Após essa reflexão sobre o assunto, percebi que fiz o que tinha de fazer, talvez se não tivesse tanta repercussão eu não faria o furo na orelha, eu busquei por sair do conformismo, sair do molde, sair do padrão da normalidade para ser aceito por quem me “ama” e por aqueles que eu não devo nada, e que também não me devem, aceito por uns que não conheço e nem conhecerei, aceito por estranhos que não vão me excluir se eu ficar igual, ficar no meu lugar. Qual seria esse lugar?

Reconheço que o que mais me atraiu no brinco nem seja o ato de ter uma jóia na minha orelha, mas realmente o tamanho do buraco que essa ação envolve o tamanho do efeito que causaria, dito e feito, uma enorme repercussão para que eu possa ter algo com que me preocupar, uma polemica fresquinha (como diria alguns amigos), algo que eu possa expressar minhas idéias e conseguir alguns ouvidos para ouvirem o que digo talvez minha mensagem não seja captada, mas o que importa é que tentei, tentei dizer, dizer que um furo na minha orelha não muda nada, talvez dependendo da pessoa que estiver lendo esse texto seja difícil de assimilar, mas o fato é que continuei o mesmo, talvez agora seja alguém que incomode, ou talvez esteja até mais bonito.

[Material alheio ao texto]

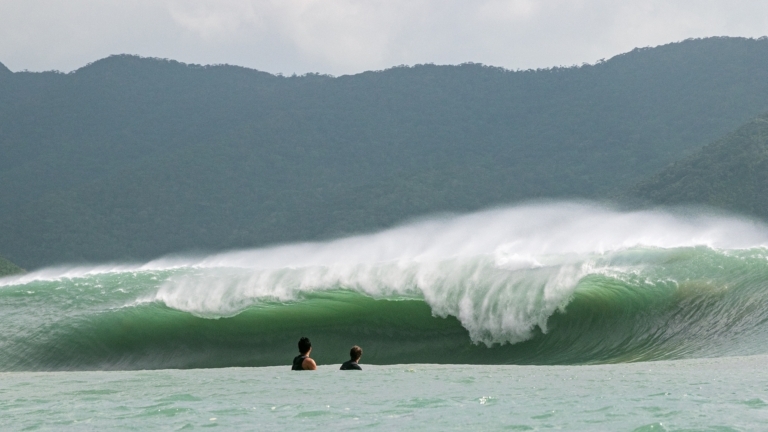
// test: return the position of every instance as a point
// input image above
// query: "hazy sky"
(347, 36)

Não foi por estética que coloquei esse brinco, disto pode ter certeza, foi por ser livre, foi por querer gritar para as pessoas que esse casaco da moralidade que vestimos está há muito tempo fora de moda, para gritar que, não estão pensando ao me criticarem, não estão me entendendo, não estão me vendo, estão vendo apenas o buraco enorme que tem dentro de si mesmo, não conseguem lidar consigo, não conseguem enxergar a outra ponta do buraco onde eu estou.

Qual o preço que pagamos para sermos aceitos na sociedade? Qual é o preço do respeito? Qual o preço da liberdade? Qual o preço a ser pago para sermos livres? Que justificativa plausível alguém pode me dar para descriminar alguém por um furo na orelha?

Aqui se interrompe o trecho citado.